Wedding Gift Etiquette

If the couple has a registry, it really is best to choose something from there. Etiquette dictates you should send the gift to the couple before or after the wedding, rather than bringing it to the venue. Otherwise, someone will need to collect it at the end of the evening, which is an added stress and coordination.

 

Punctuality at a Wedding is a Must

Arriving on time is always polite and weddings are no different! When it comes to the wedding itself including welcome parties, rehearsal dinners, and the big day, kindly arrive on time. Weddings are significant occasions and the bride and groom have put a lot of thought into the events of and surrounding their wedding. Arriving on time means all plans can go forward smoothly!

 

Be Respectful

Be present and avoid talking during key moments. This includes the entire ceremony, toasts, first dance, and during announcements. It is utterly impolite to whisper to a friend during these special moments. The chatter can certainly wait.

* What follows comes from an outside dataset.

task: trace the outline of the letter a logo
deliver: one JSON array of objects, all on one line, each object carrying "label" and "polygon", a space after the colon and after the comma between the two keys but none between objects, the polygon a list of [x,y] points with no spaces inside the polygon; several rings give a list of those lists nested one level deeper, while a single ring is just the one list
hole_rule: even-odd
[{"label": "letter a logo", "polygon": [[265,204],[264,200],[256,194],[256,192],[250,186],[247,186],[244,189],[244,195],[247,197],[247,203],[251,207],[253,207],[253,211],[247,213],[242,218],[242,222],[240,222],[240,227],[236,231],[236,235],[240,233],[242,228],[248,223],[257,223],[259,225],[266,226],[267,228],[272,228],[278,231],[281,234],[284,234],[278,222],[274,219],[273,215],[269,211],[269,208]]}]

Furthermore, participating in wedding activities is simply good manners. Each of the events of the day was carefully chosen by the Bride and Groom, which means they are important to them. Even if catching the bouquet isn’t “your thing,” join in anyway.

 

 

Introduce Yourself

One of the best things about weddings is the merging of worlds. Being a great guest means making an effort to be friendly and outgoing, provided it is something you are comfortable with. Introduce yourself, make new friends, and if you see someone standing on the sidelines who may not know many people, bring them in on the fun. Your hosts will be grateful that all their guests were comfortable and having a good time.

 

Dance the Night Away!

The conclusion of the Bride and Groom’s First Dance is, in most cases, the signal that guests may join the dancefloor. However, be sure to pay attention to the emcee or coordinator as special moments such as Father-Daughter or Mother-Son may be scheduled too.

 

Have Fun (But Try Not to Overdo It!)

Most couples want their guests to have a rollicking good time but it’s important to know when to temper your alcohol intake. I recently read an article where brides shared their biggest regrets. One noted how she wishes she hadn’t had to spend her evening caring for a too-drunk friend. No one wants to be that person.

An overly messy attendee can spoil the fun for others and in some cases, the bride and groom themselves! Don’t forget you are an invited guest, mind your consumption as best as possible.

 

Above all, wedding guest etiquette involves being considerate. Think about how you’d want your guests to behave if it were your big day. Be present, be thoughtful, be friendly, and have fun!